The complications of loving and the pains of estrangement are explored with restrained wit and emotion in this new collection from the prizewinning Scottish author (Everything You Need, 2001, etc.).
The weakest of these dozen stories are generally those that don’t develop beyond core expressions of longing, regret, or resentment. “Not Anything to Do with Love,” for example, though beautifully written, amounts to little more than its unidentified narrator’s reflections on a recently concluded love affair. “Touch Positive,” about a recently discarded husband losing himself in quotidian errands, and “Awaiting an Adverse Reaction,” in which a woman being inoculated before taking a foreign trip considers escape from her nondescript husband, seem equally thin. But the strength of the volume is Kennedy’s command of several intriguingly varied voices, such as those heard in “An Immaculate Man,” which precisely records the emotional whirligig that engulfs a timid divorce attorney unhinged by what he takes to be a homosexual advance made by his married boss. In “Spared,” an unhappy husband finds both sexual gratification and apocalyptic terror in a hastily experienced adulterous dalliance. In the elaborately conceived “White House at Night,” a forensic expert investigating atrocities in an embattled Eastern European country is himself violated by stunned apprehension of his own romantic and sexual vulnerability. A boy too young and frail to defend his mother against his father’s abuse fantasizes becoming her avenger (“A Bad Son”).
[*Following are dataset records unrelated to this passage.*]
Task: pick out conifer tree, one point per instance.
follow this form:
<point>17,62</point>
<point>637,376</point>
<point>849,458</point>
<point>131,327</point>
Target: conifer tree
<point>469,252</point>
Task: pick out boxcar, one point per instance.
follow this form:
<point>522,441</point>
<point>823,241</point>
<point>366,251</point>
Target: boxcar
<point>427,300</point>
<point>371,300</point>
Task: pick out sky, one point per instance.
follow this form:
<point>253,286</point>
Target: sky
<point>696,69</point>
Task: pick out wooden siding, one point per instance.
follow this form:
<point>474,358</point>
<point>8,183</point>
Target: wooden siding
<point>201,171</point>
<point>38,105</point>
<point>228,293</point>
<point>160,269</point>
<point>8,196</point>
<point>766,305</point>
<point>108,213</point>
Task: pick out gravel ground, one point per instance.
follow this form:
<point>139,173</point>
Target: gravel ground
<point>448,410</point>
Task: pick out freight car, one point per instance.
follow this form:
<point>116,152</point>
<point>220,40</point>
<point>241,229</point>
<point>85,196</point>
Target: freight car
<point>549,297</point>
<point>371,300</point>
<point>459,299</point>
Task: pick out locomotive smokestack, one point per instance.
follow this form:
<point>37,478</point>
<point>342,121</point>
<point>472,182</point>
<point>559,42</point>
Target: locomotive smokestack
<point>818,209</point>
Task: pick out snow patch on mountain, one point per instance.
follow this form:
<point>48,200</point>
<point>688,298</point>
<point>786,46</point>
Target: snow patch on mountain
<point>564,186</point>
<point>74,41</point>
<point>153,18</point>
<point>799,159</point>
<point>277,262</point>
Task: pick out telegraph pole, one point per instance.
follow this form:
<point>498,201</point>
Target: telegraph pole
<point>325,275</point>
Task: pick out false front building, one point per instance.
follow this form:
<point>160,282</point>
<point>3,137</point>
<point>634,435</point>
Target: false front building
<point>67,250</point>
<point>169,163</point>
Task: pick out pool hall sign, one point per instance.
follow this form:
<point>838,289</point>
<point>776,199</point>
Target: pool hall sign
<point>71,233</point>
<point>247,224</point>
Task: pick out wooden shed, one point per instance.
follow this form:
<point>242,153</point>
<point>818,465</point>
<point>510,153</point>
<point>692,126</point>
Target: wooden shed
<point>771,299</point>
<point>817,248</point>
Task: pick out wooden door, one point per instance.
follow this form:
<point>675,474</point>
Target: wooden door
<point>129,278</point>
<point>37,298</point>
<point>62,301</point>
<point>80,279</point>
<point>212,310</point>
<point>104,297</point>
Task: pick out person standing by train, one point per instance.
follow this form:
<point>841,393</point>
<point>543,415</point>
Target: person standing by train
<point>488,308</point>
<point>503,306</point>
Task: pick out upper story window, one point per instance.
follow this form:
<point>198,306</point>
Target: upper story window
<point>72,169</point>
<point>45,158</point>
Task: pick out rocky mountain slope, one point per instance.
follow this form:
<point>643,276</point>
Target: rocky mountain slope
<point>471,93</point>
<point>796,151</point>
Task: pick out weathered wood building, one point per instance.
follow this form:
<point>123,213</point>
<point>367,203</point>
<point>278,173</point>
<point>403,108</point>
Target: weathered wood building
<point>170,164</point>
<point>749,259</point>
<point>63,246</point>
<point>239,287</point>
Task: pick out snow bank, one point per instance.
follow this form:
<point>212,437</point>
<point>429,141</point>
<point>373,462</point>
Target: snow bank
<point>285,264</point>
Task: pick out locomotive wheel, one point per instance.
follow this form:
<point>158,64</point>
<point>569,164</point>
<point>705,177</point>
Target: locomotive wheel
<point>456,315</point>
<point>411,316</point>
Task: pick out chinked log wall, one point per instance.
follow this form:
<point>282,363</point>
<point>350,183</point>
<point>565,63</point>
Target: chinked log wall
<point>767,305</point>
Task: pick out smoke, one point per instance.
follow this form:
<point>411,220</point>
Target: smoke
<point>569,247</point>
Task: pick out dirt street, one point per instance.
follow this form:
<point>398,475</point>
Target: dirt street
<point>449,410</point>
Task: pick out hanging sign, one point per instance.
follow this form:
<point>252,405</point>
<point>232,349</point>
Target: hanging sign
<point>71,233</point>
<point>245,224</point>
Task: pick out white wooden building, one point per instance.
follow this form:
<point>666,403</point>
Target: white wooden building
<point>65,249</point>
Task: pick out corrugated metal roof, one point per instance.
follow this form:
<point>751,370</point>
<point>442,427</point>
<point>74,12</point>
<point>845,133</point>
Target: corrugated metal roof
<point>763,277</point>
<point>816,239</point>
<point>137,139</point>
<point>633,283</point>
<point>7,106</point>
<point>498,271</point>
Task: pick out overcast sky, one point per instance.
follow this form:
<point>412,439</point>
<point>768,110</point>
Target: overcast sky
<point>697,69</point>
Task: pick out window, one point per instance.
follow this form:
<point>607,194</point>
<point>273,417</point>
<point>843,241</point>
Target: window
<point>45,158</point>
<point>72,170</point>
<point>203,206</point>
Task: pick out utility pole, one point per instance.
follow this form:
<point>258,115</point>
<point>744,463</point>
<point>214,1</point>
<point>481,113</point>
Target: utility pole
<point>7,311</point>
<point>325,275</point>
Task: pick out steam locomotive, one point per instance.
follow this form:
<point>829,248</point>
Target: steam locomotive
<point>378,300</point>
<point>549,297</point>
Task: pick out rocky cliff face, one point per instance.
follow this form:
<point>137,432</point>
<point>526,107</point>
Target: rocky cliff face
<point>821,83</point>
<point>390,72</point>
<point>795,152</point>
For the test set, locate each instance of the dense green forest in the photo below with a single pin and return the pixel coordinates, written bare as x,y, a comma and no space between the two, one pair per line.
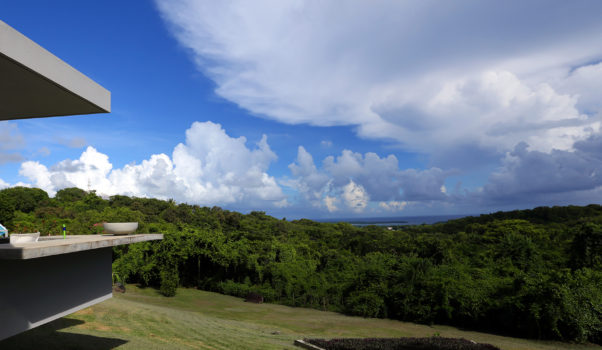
532,273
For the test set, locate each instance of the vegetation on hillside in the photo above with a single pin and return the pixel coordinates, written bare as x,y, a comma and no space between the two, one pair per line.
533,273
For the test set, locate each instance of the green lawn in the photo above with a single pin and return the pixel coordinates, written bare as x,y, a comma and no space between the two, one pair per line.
142,319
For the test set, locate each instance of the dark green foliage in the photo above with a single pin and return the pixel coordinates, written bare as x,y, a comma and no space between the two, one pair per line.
24,199
71,194
534,273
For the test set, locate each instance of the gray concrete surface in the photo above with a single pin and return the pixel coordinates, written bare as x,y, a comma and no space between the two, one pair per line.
37,291
56,245
35,83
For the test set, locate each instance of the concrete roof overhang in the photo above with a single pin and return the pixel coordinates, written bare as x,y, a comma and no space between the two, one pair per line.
34,83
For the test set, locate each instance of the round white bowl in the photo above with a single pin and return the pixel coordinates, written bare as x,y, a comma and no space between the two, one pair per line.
120,228
24,237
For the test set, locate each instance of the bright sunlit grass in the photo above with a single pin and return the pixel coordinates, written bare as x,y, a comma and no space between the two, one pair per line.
193,319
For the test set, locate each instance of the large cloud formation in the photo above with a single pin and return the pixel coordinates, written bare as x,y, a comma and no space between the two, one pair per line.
469,84
439,78
210,168
352,181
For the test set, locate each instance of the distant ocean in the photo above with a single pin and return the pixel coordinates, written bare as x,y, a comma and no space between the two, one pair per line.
394,221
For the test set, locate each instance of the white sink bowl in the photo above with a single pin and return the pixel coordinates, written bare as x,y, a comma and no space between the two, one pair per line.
24,237
120,228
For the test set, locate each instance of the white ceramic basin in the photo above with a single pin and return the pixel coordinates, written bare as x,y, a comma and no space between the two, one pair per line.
24,237
120,228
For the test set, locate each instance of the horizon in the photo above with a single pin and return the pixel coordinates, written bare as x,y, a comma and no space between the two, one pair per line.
318,110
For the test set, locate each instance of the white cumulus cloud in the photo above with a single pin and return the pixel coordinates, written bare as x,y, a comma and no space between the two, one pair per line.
209,168
468,79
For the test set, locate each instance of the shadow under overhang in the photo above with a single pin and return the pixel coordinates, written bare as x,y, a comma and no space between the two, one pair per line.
34,83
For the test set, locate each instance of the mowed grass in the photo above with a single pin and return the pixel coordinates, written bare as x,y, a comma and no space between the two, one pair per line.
143,319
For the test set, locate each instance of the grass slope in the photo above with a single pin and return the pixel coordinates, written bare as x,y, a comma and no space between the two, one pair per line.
142,319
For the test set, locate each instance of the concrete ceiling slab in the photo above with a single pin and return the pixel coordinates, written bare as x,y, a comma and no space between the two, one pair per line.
34,83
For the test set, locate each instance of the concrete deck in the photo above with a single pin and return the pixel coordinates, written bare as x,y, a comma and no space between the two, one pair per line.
56,245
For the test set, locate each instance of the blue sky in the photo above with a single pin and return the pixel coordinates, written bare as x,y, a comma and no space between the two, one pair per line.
322,109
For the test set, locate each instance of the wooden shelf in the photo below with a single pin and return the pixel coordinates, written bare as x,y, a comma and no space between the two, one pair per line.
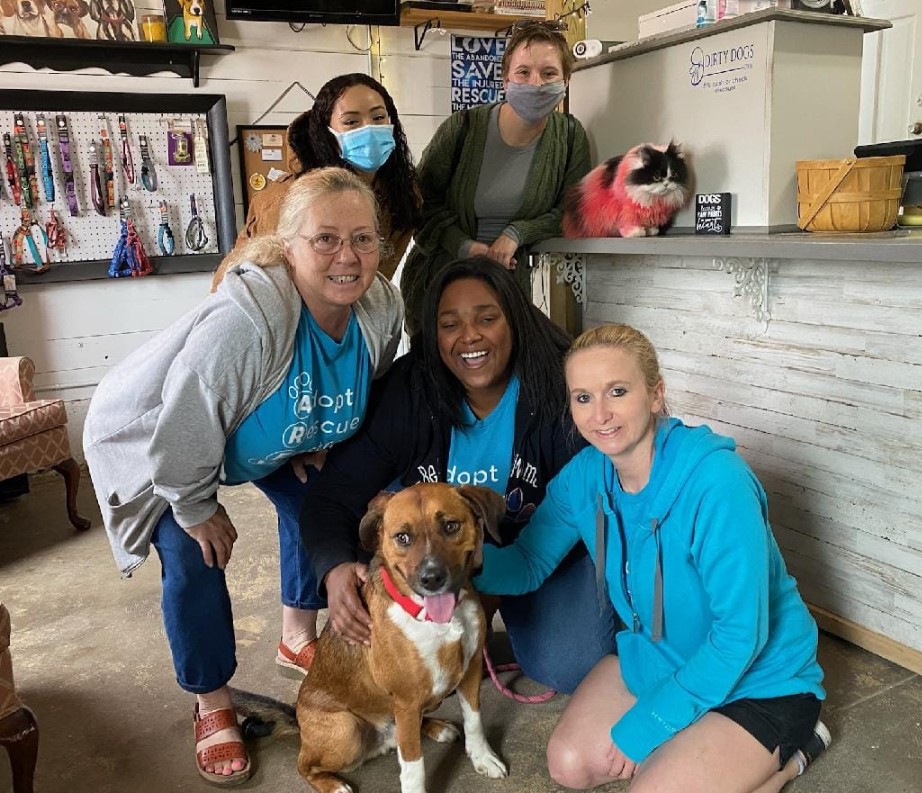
425,19
137,58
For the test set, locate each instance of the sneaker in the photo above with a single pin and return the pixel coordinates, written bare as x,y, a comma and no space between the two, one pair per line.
816,744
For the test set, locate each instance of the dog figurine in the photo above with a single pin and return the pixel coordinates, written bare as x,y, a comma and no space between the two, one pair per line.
113,18
70,14
31,18
427,636
193,16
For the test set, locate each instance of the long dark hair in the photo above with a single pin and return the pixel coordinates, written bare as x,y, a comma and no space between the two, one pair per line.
315,147
538,345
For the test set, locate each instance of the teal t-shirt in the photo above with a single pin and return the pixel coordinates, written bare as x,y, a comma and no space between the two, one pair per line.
481,450
321,401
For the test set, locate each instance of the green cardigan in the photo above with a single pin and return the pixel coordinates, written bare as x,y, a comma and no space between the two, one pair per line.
448,218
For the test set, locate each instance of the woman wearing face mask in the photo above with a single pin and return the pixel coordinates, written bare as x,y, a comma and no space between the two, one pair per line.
353,124
493,177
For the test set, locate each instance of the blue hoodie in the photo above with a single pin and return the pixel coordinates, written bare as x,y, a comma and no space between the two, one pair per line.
691,566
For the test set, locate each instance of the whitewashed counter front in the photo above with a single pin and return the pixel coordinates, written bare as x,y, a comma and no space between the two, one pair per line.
807,349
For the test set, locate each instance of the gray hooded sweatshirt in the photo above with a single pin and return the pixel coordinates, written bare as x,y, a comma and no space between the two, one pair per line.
158,422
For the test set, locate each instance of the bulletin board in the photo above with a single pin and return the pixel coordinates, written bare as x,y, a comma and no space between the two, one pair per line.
264,156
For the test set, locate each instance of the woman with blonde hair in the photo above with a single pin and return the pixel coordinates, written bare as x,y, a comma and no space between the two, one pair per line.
716,686
275,365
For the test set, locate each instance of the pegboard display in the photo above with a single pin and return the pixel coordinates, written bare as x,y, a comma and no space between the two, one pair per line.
171,177
177,176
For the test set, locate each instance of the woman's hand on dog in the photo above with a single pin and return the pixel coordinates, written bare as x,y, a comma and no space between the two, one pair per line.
348,614
216,537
And a janitor who moonlights as an amateur magician (in “A Little Like Light”) must settle for the appearance rather than the reality of happiness in a sexless “affair” that leads him to realize that “The best love is a little like light. . . . It is beautiful and terrible and blinding and you will never understand the trick of it.”
Uneven but often striking work from one of the UK’s best younger writers.